Skin Diseases

Cats are fastidious in their habits, but that doesn't make them immune to a variety of skin diseases. Cats that are allowed outdoors and which make contact with other cats are the most likely to develop serious skin infections. Some of these infections are transmissible to people and can cause serious problems, especially in individuals with compromised immune system.

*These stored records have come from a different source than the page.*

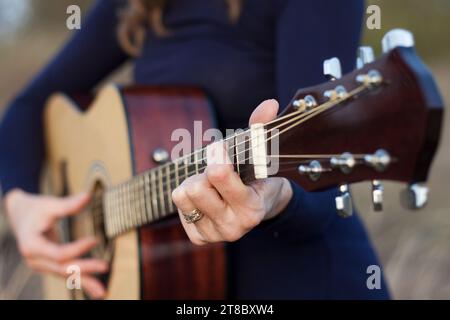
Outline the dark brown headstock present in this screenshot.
[269,29,443,205]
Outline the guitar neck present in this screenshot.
[103,131,255,238]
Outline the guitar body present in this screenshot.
[44,86,226,299]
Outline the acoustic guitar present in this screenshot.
[44,29,443,299]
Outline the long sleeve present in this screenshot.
[263,0,364,240]
[0,0,127,193]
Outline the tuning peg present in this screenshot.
[372,180,384,211]
[323,57,342,81]
[356,46,375,69]
[381,29,414,53]
[330,152,356,174]
[364,149,392,172]
[335,184,353,218]
[401,183,428,210]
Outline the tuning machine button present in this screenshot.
[356,46,375,69]
[335,184,353,218]
[292,95,317,111]
[364,149,392,172]
[152,148,169,164]
[330,152,356,174]
[381,29,414,53]
[372,180,384,211]
[323,57,342,81]
[401,183,428,210]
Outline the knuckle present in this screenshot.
[206,164,230,182]
[189,237,206,246]
[241,212,260,229]
[49,248,66,263]
[222,229,243,242]
[172,187,185,204]
[19,243,34,259]
[186,182,204,199]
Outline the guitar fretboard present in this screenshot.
[103,135,252,238]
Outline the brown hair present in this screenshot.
[117,0,243,56]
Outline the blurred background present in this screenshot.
[0,0,450,299]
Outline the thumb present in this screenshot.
[249,99,279,125]
[46,192,91,218]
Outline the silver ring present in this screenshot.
[182,209,203,223]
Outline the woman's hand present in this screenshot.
[5,189,108,298]
[172,100,292,245]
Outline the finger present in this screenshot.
[81,275,106,299]
[27,258,108,277]
[205,143,252,207]
[172,185,207,245]
[42,192,91,218]
[186,174,236,242]
[185,173,226,218]
[249,99,279,124]
[30,237,98,262]
[63,258,109,274]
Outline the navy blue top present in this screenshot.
[0,0,388,299]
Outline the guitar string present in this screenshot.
[126,86,366,188]
[105,82,366,232]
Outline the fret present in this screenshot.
[144,173,153,222]
[233,135,241,175]
[122,184,130,229]
[107,188,116,234]
[134,177,143,227]
[132,178,141,227]
[156,168,166,216]
[119,184,128,230]
[116,185,123,233]
[150,170,160,220]
[138,176,148,225]
[183,158,190,181]
[194,151,198,174]
[103,192,111,235]
[124,183,131,229]
[165,164,174,212]
[174,160,180,188]
[111,188,120,234]
[127,180,136,228]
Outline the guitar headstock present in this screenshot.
[268,29,443,215]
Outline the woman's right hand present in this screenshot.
[5,189,108,299]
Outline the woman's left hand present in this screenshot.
[172,100,292,245]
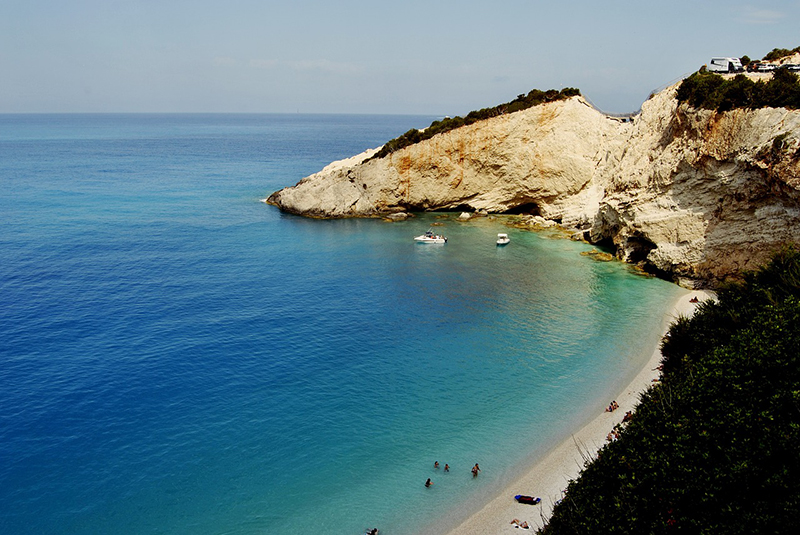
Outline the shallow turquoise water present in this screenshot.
[0,115,679,535]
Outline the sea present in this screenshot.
[0,114,681,535]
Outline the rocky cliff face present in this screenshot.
[268,87,800,283]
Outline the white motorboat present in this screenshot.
[414,230,447,243]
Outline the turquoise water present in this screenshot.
[0,115,680,535]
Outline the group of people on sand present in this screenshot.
[425,461,481,488]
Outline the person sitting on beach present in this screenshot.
[622,411,633,422]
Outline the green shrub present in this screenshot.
[370,87,581,160]
[763,46,800,61]
[677,69,800,111]
[542,247,800,535]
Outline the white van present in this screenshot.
[706,58,744,72]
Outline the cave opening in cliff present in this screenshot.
[625,236,656,264]
[505,202,542,215]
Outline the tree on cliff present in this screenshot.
[676,68,800,111]
[542,248,800,535]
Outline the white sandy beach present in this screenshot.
[450,290,712,535]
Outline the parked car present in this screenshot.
[706,58,744,72]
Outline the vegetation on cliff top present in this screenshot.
[370,87,581,160]
[542,247,800,535]
[677,69,800,111]
[764,46,800,61]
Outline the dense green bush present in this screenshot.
[677,69,800,111]
[542,248,800,535]
[763,46,800,61]
[370,87,581,159]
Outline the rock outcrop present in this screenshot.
[268,86,800,283]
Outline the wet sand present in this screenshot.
[450,290,712,535]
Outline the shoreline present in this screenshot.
[448,290,713,535]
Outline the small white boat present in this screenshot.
[414,230,447,243]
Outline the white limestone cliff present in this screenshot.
[268,86,800,283]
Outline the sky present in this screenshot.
[0,0,800,116]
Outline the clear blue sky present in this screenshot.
[0,0,800,115]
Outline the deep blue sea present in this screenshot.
[0,115,680,535]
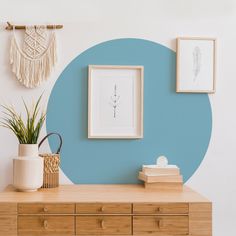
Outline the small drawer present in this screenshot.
[133,203,188,214]
[76,203,132,214]
[0,203,17,215]
[18,216,75,236]
[76,216,132,235]
[133,216,189,236]
[0,215,17,236]
[18,203,75,214]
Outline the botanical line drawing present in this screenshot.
[110,84,120,119]
[193,46,202,82]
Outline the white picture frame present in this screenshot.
[88,65,144,139]
[176,37,216,93]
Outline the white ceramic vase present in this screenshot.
[13,144,44,192]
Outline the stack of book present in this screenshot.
[139,165,183,190]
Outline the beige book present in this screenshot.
[142,165,180,175]
[139,171,183,183]
[144,183,183,191]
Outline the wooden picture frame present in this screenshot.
[88,65,144,139]
[176,37,217,93]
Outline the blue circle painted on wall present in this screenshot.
[47,39,212,184]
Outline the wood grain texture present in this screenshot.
[18,203,75,214]
[0,203,17,215]
[76,216,132,235]
[0,215,17,236]
[133,203,188,214]
[133,216,189,236]
[18,216,75,236]
[0,184,209,203]
[189,203,212,236]
[76,203,132,214]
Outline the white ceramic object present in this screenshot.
[13,144,44,192]
[156,156,168,168]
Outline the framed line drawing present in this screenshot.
[88,65,144,139]
[176,37,216,93]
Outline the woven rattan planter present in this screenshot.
[39,133,62,188]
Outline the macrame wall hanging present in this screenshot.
[8,24,63,88]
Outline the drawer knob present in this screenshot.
[43,207,48,212]
[100,206,105,212]
[43,220,48,229]
[157,219,161,228]
[101,220,106,229]
[156,207,161,212]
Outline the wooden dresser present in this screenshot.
[0,185,212,236]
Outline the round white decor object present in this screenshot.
[156,156,168,167]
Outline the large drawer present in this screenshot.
[18,216,75,236]
[133,203,188,214]
[76,216,132,235]
[133,216,189,236]
[76,203,132,214]
[0,215,17,236]
[18,203,75,214]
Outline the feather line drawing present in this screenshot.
[110,84,120,119]
[193,46,202,82]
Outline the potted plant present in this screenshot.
[0,95,46,191]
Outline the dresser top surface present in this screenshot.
[0,184,209,203]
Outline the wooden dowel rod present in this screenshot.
[6,22,63,30]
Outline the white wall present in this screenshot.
[0,0,236,236]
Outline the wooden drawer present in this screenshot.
[133,216,189,236]
[0,215,17,236]
[0,203,17,215]
[133,203,188,214]
[76,216,132,235]
[76,203,132,214]
[18,203,75,214]
[18,216,75,236]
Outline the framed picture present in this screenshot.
[88,65,144,139]
[176,38,216,93]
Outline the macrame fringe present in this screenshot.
[10,34,57,88]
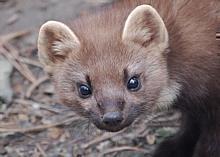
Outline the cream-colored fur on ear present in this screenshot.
[38,21,80,73]
[122,5,169,45]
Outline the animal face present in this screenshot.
[38,5,179,131]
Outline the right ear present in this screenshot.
[38,21,80,73]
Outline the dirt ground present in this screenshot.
[0,0,179,157]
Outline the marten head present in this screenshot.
[38,5,178,131]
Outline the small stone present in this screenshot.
[146,135,156,145]
[97,141,111,151]
[48,128,63,139]
[18,114,29,121]
[0,55,13,103]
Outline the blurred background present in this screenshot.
[0,0,182,157]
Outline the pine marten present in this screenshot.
[38,0,220,157]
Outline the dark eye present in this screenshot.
[78,84,92,98]
[127,76,141,91]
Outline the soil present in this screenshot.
[0,0,179,157]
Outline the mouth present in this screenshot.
[93,121,132,132]
[90,105,139,132]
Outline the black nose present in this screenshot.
[103,112,123,126]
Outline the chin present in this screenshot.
[94,122,132,132]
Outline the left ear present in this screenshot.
[122,5,169,48]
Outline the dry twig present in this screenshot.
[0,117,80,133]
[36,143,47,157]
[99,146,150,157]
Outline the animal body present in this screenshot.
[38,0,220,157]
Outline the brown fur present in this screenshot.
[37,0,220,157]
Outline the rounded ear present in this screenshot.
[38,21,80,73]
[122,5,169,46]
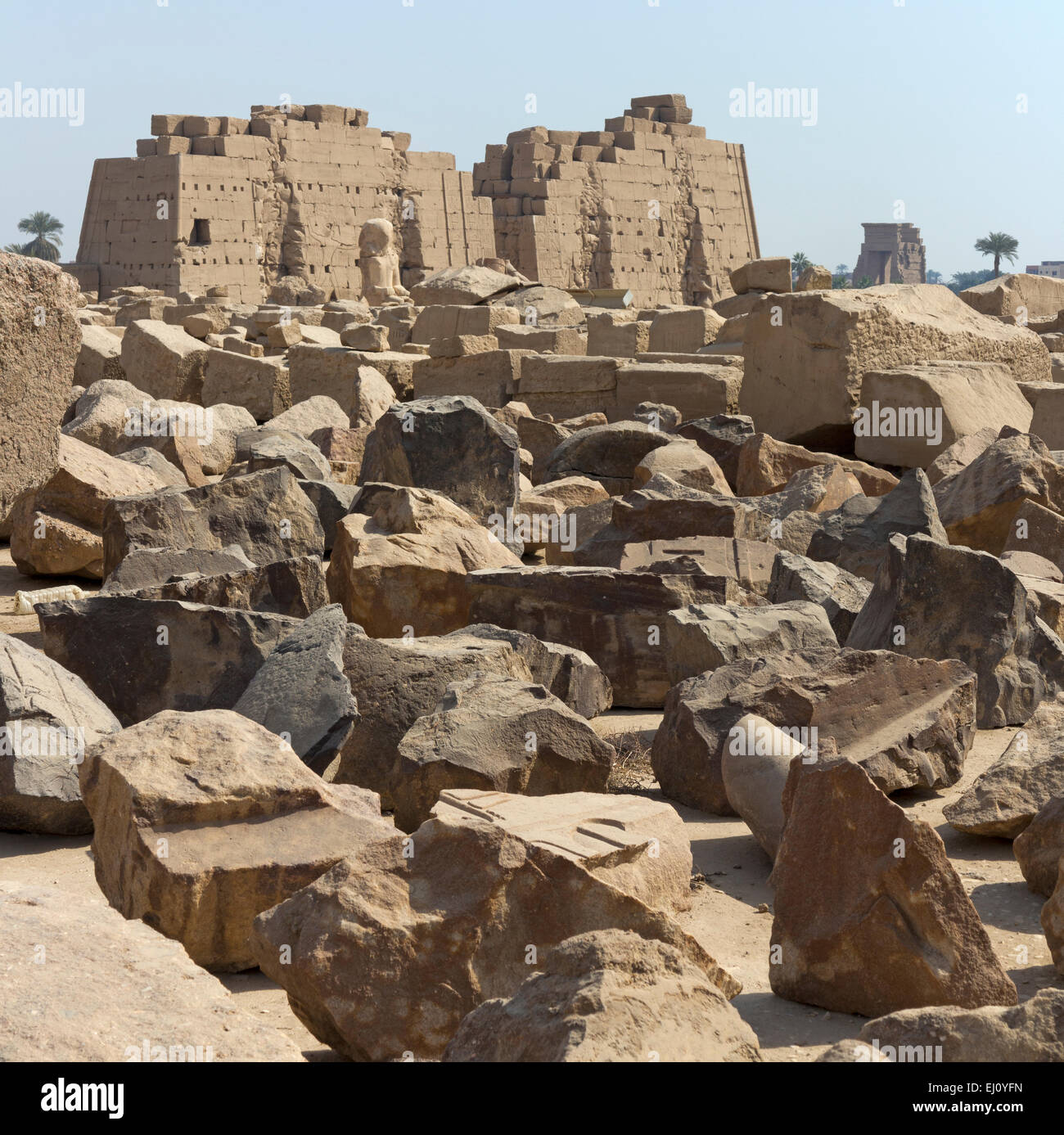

Proper vaccination and routine health care are the best ways to limit infections in cats.

Underlying problems that can predispose cats to infections include:

  1. Trauma to the skin including abrasions, punctures, excessive wetting of the skin, insect bites and lesions from excessive itching, and knotted or matted fur.
  2. Foreign particles lodged in or under the skin such as foxtails, thorns, or glass.
  3. Drugs such as corticosteroids, hormones and anti-cancer therapies can suppress the immune system and impair the body's own ability to fight infections.
  4. Underlying internal medical problems such as feline leukemia, feline immunodeficiency virus infection (feline AIDS), feline infectious peritonitis, feline viral rhinotracheitis (FVR), diabetes mellitus, liver diseases, kidney disease, cancer, malnutrition, internal parasites, Cushing's disease, or immune-mediated diseases such as pemphigus and systemic lupus erythematosus.